Policing Women: Gender, Surveillance, and Mass Incarceration in the Late American Century

Sunday, January 11, 2026: 11:40 AM
Continental C (Hilton Chicago)
Laura Warren Hill, Binghamton University, State University of New York
The rise of mass incarceration in the 1990s is often framed as a crisis affecting men, particularly Black men, while women’s experiences remain underexamined. However, beginning in the 1970s and 1980s, all women—but especially poor women and women of color—became increasingly entangled with the expanding carceral state. As women gained greater access to employment, social welfare, and political activism, they also became more susceptible to policing and incarceration, a development largely overlooked in dominant narratives of the prison boom.
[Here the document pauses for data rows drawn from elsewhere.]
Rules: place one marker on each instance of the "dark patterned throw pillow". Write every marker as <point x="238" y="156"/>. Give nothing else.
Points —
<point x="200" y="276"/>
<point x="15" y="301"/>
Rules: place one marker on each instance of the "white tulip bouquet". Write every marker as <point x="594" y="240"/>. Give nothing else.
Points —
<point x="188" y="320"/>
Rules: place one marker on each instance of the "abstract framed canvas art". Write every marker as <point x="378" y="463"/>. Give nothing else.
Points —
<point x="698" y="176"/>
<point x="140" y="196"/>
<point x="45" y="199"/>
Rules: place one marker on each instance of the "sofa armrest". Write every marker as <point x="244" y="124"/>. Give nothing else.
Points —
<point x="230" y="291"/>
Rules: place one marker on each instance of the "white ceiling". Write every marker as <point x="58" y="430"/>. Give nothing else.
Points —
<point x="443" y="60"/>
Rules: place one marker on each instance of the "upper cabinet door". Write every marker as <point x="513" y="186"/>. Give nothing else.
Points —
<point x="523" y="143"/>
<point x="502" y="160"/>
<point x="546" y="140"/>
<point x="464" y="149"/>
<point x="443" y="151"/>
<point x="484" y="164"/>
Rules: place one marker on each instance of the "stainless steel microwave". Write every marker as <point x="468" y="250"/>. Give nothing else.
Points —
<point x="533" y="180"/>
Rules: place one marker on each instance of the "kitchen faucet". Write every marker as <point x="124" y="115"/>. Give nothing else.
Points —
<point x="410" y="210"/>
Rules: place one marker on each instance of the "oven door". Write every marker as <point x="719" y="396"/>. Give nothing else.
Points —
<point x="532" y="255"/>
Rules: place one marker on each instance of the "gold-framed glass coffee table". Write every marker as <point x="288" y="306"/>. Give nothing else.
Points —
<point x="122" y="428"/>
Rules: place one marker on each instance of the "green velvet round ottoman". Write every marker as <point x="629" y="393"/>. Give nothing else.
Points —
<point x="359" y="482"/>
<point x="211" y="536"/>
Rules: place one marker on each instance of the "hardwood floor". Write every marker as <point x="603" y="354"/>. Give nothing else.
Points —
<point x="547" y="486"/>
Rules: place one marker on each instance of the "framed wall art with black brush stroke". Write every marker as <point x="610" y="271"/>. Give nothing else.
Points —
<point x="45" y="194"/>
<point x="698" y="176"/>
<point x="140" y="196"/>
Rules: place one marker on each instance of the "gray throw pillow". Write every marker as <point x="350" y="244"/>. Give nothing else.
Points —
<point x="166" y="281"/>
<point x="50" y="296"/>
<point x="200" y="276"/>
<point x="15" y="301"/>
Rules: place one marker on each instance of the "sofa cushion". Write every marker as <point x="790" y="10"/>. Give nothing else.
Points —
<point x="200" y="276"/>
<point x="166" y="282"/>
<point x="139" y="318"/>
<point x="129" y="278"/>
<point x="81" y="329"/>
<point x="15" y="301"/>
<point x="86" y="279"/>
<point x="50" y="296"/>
This heightened criminalization must be understood as part of the backlash against the social movements of the 1960s and 1970s. As civil rights, feminist, and anti-poverty activism reshaped society, state actors responded with policies that reframed women as potential economic and moral threats. Concerns over the breakdown of the family, “welfare fraud,” single motherhood, and drug use fueled surveillance, harsh sentencing laws, and the expansion of police presence in marginalized communities. By the 1990s, while men’s incarceration rates soared, women’s imprisonment increased at an even faster pace, with new forms of criminalization. Yet, the literature on mass incarceration has largely ignored the gendered dimensions of these developments. This paper argues that the criminalization of women was a structural consequence of punitive state policies and reactionary efforts to control social transformation. It calls for a reassessment of how we understand gendered state repression in the late American empire and its role in the expansion of carceral power.